Near by was Fair Oaks Station, surrounded by old fields, woods, and tracts of underbrush. Here was formerly a yard, in which stood a group of oaks, the lower trunks of which had been rendered conspicuous, if not beautiful, by whitewash: hence, “fair oaks.”
It was a wild, windy, dusty day. A tempest was roaring through the pines over our heads as we rode on to the scene of General Casey’s disaster. I asked an inhabitant why the place was called “Seven Pines.” “I don’t know, unless it’s because there’s about seven hundred.”
He was living in a little wooden house, close by a negro hut. “The Yankees took me up, and carried me away, and destroyed all I had. My place don’t look like it did before, and never will, I reckon. They come again last October; Old Butler’s devils; all colors; heap of black troops; they didn’t leave me anything.”
He spoke with no more respect of the Confederates. “We had in our own army some of the durn’dest scapegalluses! The difference ’twixt them and the Yankees was, the Yankees would steal before our eyes, and laugh at us; but the Rebels would steal behind our backs.”

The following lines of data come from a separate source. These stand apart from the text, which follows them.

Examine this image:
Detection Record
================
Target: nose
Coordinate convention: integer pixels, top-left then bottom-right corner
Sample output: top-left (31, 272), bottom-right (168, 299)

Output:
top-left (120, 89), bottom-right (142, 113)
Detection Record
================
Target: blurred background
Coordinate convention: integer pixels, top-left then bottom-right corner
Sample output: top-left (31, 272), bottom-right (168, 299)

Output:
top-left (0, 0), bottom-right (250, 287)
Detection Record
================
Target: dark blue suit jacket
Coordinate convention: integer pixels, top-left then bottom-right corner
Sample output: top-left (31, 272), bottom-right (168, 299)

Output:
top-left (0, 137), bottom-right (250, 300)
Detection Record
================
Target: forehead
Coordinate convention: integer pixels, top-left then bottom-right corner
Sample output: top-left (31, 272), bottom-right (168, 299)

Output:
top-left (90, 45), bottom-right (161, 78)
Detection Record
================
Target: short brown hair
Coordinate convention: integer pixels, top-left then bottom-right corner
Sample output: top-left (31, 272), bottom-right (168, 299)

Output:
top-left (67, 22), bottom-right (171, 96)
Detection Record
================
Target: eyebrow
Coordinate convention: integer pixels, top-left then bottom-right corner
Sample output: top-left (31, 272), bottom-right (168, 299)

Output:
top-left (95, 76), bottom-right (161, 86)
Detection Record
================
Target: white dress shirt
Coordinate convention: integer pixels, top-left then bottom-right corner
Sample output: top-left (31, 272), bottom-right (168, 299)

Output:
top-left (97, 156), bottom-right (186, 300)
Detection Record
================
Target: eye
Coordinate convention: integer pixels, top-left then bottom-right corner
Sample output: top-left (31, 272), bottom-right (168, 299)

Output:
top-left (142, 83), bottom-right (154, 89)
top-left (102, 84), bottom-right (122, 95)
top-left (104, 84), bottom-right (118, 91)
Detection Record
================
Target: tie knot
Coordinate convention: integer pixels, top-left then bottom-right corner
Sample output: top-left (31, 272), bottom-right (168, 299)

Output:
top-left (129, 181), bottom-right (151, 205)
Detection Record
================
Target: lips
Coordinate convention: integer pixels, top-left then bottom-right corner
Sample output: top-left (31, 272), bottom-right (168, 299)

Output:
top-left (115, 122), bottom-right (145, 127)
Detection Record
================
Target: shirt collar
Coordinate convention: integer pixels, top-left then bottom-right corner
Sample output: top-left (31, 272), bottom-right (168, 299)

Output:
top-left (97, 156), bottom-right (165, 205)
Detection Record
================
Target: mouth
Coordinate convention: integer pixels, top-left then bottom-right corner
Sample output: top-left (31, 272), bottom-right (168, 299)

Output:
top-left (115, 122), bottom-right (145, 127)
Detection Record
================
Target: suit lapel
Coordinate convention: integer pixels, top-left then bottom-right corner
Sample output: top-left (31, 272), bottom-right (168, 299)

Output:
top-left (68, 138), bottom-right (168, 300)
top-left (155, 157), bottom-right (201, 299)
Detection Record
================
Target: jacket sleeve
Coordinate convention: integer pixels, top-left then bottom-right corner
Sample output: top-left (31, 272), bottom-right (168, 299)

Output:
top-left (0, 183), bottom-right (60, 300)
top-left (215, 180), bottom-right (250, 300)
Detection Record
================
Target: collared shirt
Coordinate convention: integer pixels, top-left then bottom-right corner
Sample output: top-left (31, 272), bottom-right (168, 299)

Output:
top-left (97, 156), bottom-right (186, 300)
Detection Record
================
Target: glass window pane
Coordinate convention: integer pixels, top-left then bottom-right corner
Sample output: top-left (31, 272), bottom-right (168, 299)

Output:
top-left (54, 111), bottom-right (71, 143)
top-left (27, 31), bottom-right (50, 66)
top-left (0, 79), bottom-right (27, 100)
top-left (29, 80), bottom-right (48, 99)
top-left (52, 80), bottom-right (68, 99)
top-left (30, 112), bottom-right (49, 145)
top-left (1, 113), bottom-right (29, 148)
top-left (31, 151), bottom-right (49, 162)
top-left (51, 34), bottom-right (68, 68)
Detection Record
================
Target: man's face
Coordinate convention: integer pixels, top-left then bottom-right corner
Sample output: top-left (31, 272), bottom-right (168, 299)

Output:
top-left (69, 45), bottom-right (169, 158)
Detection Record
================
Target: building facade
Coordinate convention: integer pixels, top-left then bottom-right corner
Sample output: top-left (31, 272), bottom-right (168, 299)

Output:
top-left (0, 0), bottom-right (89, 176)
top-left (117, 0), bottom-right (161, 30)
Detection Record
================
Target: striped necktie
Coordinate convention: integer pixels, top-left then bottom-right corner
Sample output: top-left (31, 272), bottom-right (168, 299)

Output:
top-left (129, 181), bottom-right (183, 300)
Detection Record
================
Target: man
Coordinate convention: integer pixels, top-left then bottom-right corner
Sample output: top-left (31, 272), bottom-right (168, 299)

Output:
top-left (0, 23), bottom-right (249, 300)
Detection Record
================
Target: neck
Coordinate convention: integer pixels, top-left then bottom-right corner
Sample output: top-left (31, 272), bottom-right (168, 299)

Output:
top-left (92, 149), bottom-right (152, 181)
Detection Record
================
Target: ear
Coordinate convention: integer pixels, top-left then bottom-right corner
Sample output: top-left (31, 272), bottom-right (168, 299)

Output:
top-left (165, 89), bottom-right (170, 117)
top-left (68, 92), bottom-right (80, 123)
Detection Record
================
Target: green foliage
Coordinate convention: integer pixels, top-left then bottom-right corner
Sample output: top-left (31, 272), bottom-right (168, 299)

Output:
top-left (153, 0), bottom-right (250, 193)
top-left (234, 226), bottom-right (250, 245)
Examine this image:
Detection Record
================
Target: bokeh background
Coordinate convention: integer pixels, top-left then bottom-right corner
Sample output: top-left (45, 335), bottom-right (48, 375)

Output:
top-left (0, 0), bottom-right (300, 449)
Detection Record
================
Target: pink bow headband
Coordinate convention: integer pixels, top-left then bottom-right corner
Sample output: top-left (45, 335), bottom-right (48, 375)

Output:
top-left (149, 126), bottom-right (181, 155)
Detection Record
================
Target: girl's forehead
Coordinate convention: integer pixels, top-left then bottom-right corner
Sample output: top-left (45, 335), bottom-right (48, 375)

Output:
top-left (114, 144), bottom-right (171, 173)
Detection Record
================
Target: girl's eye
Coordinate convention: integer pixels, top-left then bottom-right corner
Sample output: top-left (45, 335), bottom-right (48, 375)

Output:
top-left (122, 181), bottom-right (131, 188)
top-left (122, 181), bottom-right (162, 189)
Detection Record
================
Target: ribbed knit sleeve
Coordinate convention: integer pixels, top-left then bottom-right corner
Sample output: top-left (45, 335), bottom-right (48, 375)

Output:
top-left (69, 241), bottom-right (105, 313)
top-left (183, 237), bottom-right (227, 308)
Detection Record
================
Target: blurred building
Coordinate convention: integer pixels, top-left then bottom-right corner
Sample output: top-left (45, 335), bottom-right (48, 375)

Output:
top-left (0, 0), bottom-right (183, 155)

On the south, we found the woods on fire, with a furious north wind fanning the flames. The only human being we saw was a man digging sweet potatoes. We rode eastward, along the lines of intrenchments thrown up by our troops after the battle; passed through a low, level tract of woods, on the borders of the Chickahominy swamps; and, pressing northward, struck the Williamsburg Road.
Colonel G——, of our party, was in the Fair Oaks’ fight. He came up with the victorious columns that turned back the tide of defeat.
“I never saw a handsomer sight than Sickles’s brigade advancing up that road, Sunday morning, the second day of the battle. The enemy fired upon them from these woods, but never a man flinched. They came up in column, magnificently, to that house yonder; then formed in line of battle across these fields, and went in with flags flying and bayonets shining, and drove the Rebels. After that we might have walked straight into Richmond, but McClellan had to stop and go to digging.”
We dismounted in a sheltered spot, to examine our maps, then passed through the woods by a cross-road to Savage’s Station, coming out upon a large undulating field. Of Savage’s house only the foundations were left, surrounded by a grove of locust-trees. My companions described to me the scene of McClellan’s retreat from this place,—the hurry, the confusion, the flames of government property abandoned and destroyed. Sutlers forsook their goods. Even the officers’ baggage was devoted to the torch. A single pile of hard tack, measuring forty cubic feet, was set on fire, and burned. Then came the battle of Savage’s Station, in which the corps of Franklin and Sumner, by determined fighting, saved our army from being overwhelmed by the entire Rebel force. This was Sunday again, the twenty-ninth of June: so great had been the change wrought by four short weeks! On that other Sunday the Rebels were routed, and the campaign, as some aver, might have been gloriously ended by the capture of Richmond. Now nothing was left for us but ignominious retreat and failure, which proved all the more humiliating, falling so suddenly upon the hopes with which real or fancied successes had inspired the nation.